Main loop - break, continue or return?


#1

Hi,

I have a tank with multiple float switch sensors that I want to process from the bottom up - i.e. if the tank is empty there’s no need to report the state of the sensor at the halfway point. To avoid a deeply nested if statement I thought I’d check the lowest switch first and if it shows the tank empty then process it and loop back around. If the lowest switch is shows above empty, then go to the next switch.

Thing is, I’m unsure how to exit the loop() properly. If it is called as a subroutine I should return and it’ll get called again immediately, right? Or if it uses loop semantics then is break or continue the appropriate call? Or, alternatively, is this approach an anti-pattern in the Particle world and I should go back to the giant if statement?

Any advice is eagerly welcomed. I tried searching but either loop() is a tough search term or my search-fu is a lot worse than I thought. I found surprisingly little on best practices for loop() and tons of content on for/while loops.

Thanks.

void loop() {
  // Check lowest float sensor
  if(switchStateL == LOW) {
    if (floatstateL == TRUE) { // Was it low last time?
      floatstateL = FALSE;     // Save state change
      // Do some stuff
    }
  // Continue?  Break? Return?
  }

  // Tank level above empty. Fall through.
  
  // Check for state change on low sensor if it previously showed empty
  if (floatstateL == FALSE) {
    floatstateL = TRUE;     // Save state change
    // Do some stuff
  }
 
  // Process middle & top sensors
  // Omitted for brevity
}

#2

loop() is continuously called by Device-OS but otherwise operates like any other function.

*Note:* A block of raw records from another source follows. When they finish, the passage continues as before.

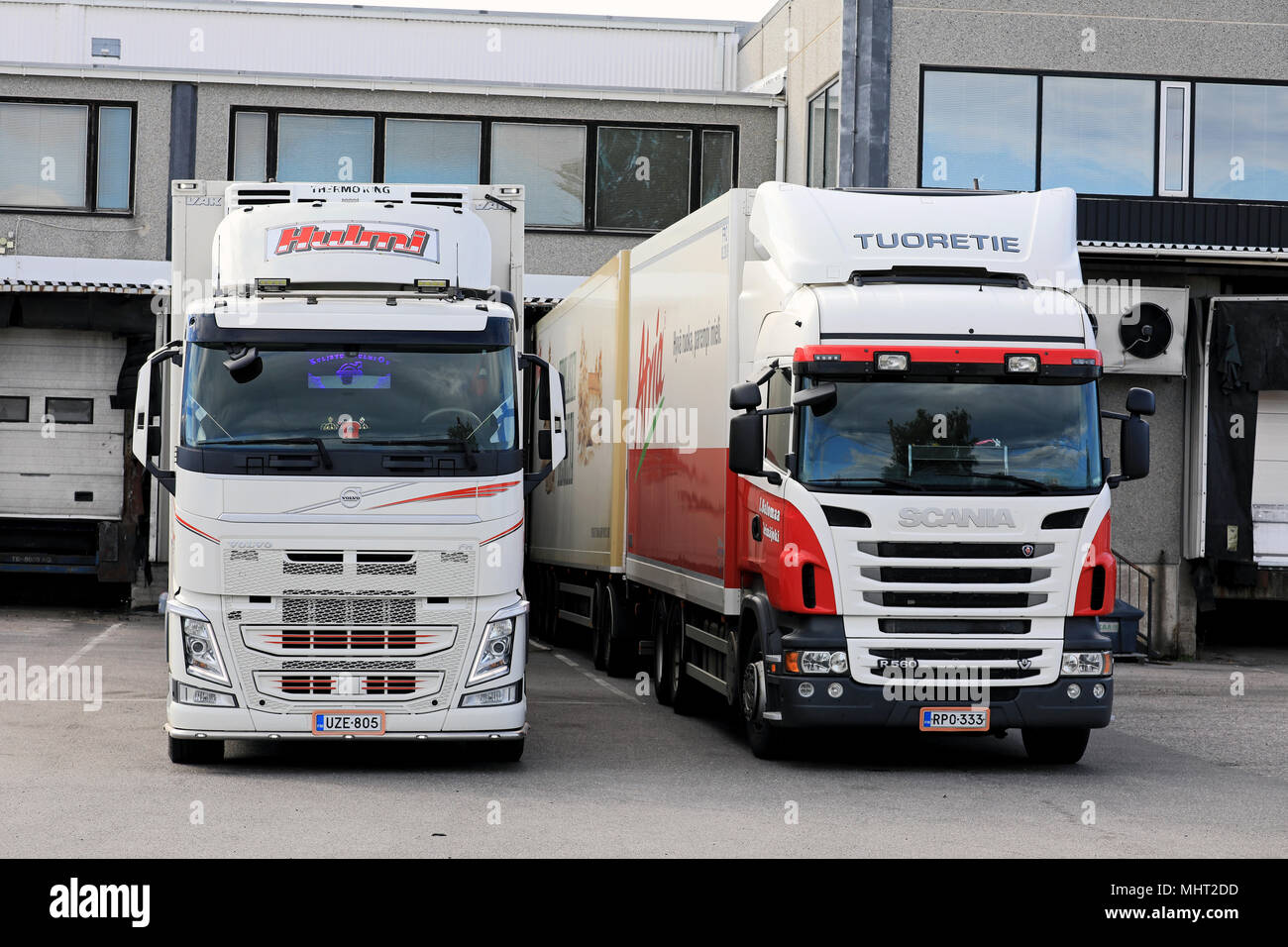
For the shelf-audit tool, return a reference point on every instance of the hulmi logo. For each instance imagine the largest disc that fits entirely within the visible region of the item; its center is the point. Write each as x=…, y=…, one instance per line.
x=75, y=900
x=984, y=517
x=387, y=239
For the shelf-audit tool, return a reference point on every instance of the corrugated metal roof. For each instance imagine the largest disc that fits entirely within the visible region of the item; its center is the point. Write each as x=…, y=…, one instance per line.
x=376, y=43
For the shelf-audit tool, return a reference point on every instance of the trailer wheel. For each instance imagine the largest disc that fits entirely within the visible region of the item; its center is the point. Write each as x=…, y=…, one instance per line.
x=185, y=751
x=661, y=652
x=1056, y=745
x=618, y=659
x=767, y=741
x=683, y=686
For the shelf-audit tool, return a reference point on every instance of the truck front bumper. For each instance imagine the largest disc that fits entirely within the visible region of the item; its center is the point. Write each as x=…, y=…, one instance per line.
x=867, y=705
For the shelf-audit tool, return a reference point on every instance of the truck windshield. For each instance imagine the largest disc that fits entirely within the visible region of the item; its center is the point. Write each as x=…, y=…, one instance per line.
x=954, y=438
x=452, y=398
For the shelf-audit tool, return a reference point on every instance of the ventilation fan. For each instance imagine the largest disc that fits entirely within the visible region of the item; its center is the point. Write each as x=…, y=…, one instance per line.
x=1140, y=329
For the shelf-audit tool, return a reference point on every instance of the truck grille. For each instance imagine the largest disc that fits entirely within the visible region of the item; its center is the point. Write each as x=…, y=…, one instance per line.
x=281, y=639
x=952, y=599
x=346, y=684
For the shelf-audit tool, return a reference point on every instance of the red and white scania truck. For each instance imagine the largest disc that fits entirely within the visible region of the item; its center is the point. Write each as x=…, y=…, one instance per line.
x=857, y=466
x=339, y=427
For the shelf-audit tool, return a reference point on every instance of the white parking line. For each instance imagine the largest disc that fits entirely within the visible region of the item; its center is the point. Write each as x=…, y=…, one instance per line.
x=43, y=690
x=93, y=642
x=593, y=677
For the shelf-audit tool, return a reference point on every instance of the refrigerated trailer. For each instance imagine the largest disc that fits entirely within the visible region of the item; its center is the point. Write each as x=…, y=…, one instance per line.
x=861, y=466
x=347, y=474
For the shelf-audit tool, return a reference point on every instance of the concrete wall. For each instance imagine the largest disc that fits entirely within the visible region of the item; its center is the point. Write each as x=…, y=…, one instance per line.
x=138, y=236
x=805, y=38
x=143, y=235
x=578, y=254
x=1240, y=39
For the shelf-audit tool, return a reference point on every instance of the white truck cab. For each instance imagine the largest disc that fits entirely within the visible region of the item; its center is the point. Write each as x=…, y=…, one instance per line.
x=348, y=474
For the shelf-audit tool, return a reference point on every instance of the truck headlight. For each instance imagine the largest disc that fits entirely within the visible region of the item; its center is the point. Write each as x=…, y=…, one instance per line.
x=200, y=697
x=200, y=651
x=816, y=663
x=496, y=650
x=1087, y=664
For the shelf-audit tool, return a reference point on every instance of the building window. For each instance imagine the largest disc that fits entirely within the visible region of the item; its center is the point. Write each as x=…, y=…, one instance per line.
x=550, y=162
x=13, y=407
x=326, y=147
x=1240, y=138
x=65, y=157
x=645, y=178
x=716, y=163
x=250, y=146
x=69, y=410
x=424, y=151
x=642, y=178
x=979, y=127
x=824, y=155
x=1098, y=134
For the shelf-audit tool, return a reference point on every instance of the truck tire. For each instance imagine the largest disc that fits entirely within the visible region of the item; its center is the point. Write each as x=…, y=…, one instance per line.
x=618, y=654
x=188, y=751
x=684, y=696
x=1055, y=745
x=661, y=651
x=767, y=741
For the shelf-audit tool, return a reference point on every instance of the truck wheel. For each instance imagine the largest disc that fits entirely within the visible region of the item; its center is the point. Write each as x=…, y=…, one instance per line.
x=683, y=686
x=185, y=751
x=1055, y=745
x=661, y=652
x=505, y=750
x=767, y=741
x=599, y=625
x=618, y=656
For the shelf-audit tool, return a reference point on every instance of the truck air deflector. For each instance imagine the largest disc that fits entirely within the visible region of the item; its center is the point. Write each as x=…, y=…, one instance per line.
x=1052, y=364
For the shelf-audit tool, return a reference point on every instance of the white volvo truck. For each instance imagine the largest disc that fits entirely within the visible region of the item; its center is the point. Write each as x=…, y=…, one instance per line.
x=850, y=466
x=347, y=466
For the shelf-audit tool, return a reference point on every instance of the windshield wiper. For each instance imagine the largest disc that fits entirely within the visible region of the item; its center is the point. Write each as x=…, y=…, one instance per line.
x=1013, y=478
x=884, y=480
x=314, y=441
x=464, y=446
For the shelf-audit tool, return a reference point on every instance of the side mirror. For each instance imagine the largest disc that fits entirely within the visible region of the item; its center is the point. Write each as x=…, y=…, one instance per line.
x=819, y=398
x=747, y=444
x=1133, y=445
x=244, y=365
x=553, y=441
x=1140, y=401
x=145, y=436
x=745, y=397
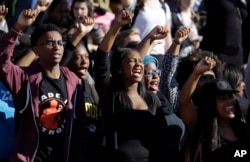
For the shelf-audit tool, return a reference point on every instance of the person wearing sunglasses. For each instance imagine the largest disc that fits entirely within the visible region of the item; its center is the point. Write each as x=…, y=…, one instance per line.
x=48, y=98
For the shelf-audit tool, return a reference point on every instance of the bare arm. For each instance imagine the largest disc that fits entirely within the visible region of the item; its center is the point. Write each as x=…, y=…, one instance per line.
x=124, y=18
x=158, y=32
x=188, y=110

A break statement wouldn’t even compile unless it was in a for, while or switch statement, and only to break out of those constructs not the function itself.

You can explicitly return or just fall off end of the function.


#3

How about

#define levelSwitch0 A0
#define levelSwitch1 A1
#define levelSwitch2 A2
#define levelSwitch3 A3
#define levelSwitch4 A4


int detectLevel() {
    
    // you may need to put some debounce here to account for water sloshing around in the tank

    int tankLevel   = digitalRead(levelSwitch0) * 1 
                    + digitalRead(levelSwitch1) * 1 
                    + digitalRead(levelSwitch2) * 1 
                    + digitalRead(levelSwitch3) * 1 
                    + digitalRead(levelSwitch4) * 1;
    
    return tankLevel;  // returns 0 - 5
}


void setup() {
    Serial.begin();
    while(!Serial.isConnected()) // wait for Host to open serial port
        Particle.process();
    
    Serial.print("\nTank level system");
    
    pinMode(levelSwitch0, INPUT_PULLUP);
    pinMode(levelSwitch1, INPUT_PULLUP);
    pinMode(levelSwitch2, INPUT_PULLUP);
    pinMode(levelSwitch3, INPUT_PULLUP);
    pinMode(levelSwitch4, INPUT_PULLUP);


}

void loop() {
    int tankLevel;
    static int prevTankLevel;
    
    tankLevel =  detectLevel() * 20;
    if(prevTankLevel != tankLevel) {
        prevTankLevel = tankLevel;
        Serial.printf("\nTank level is %d%%", detectLevel() * 20);
    }
    
    // do other stuff

}

#4

If all the actions for each individual sensor are the same then I’d opt for an explicit for() loop which you control when to drop out of. If you have the control variable outside of your for() then you can even act upon the final index once dropped out of the loop.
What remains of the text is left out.